Vowen offers two ways to deliver the final transcription into the focused field. The choice matters for clipboard behaviour and for keyboard layouts.

### Paste method (default)

Vowen copies the transcription to your clipboard and simulates a `Cmd+V` (macOS) or `Ctrl+V` (Windows) keystroke to paste it. This is the fastest path and works well on standard QWERTY layouts.

Side effect: your original clipboard content is overwritten by the transcription. Enable **Restore clipboard after paste** in **Settings > General** to have Vowen save your prior clipboard contents and put them back after the paste completes.

### Direct insertion method

Vowen types each character of the transcription as if you were pressing the keys yourself. The clipboard is never touched, so whatever you had on it stays exactly as it was.

Use this method when:

* You use a non-QWERTY layout (AZERTY, QWERTZ, Dvorak, and others) where the paste keystroke does not map cleanly to the "V" key
* The target app blocks standard paste (some remote desktops, sandboxed terminals, virtual machines)
* You want clipboard preservation without enabling a separate setting

Switch methods anytime in **Settings > General > Text Insertion Method**. See the [Settings overview](/get-started/settings) for related options.

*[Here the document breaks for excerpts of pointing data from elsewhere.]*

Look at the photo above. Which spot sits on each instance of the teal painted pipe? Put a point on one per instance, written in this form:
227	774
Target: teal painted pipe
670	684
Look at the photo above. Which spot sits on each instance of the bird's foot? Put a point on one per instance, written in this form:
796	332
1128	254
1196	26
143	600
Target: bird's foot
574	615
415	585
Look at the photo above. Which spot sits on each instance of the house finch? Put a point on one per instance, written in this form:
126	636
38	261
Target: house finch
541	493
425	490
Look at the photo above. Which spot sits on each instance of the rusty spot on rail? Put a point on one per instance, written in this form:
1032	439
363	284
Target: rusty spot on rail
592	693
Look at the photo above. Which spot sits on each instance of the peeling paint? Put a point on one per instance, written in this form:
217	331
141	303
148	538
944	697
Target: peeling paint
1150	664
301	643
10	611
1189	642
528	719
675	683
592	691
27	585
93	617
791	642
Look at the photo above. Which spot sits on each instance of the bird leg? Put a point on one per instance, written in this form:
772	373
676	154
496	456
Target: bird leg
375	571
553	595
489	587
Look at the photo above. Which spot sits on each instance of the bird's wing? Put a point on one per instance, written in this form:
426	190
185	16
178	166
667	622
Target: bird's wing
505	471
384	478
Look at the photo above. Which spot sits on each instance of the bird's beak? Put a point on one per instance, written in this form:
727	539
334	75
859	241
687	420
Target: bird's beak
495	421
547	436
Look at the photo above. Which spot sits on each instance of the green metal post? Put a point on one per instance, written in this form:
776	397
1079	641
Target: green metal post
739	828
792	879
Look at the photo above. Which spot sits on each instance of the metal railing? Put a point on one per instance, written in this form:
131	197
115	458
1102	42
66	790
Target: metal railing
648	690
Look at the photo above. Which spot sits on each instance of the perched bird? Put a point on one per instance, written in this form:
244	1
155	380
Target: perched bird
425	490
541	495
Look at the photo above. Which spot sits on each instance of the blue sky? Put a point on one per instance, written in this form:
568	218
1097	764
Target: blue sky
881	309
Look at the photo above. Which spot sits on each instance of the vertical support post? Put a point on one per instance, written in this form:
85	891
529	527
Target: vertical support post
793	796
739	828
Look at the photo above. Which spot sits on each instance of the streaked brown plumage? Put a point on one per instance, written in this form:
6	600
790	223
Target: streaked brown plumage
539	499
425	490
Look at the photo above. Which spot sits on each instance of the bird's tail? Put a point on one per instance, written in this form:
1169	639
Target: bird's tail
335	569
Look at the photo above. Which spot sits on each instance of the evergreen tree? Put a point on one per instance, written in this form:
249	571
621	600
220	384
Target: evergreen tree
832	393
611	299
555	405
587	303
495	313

## Voice Activity Detection (VAD)

Vowen uses the Silero VAD model to detect speech in your recording. This:

* Removes silence before and after speech
* Reduces processing time for local models
* Prevents "hallucinations" on silent recordings (e.g., the model outputting "Thank you" when nothing was said)

VAD runs automatically. No configuration needed.

## Sound Effects

By default, Vowen plays a subtle sound when recording starts and stops. Disable this in **Settings > General > Sound Effects**.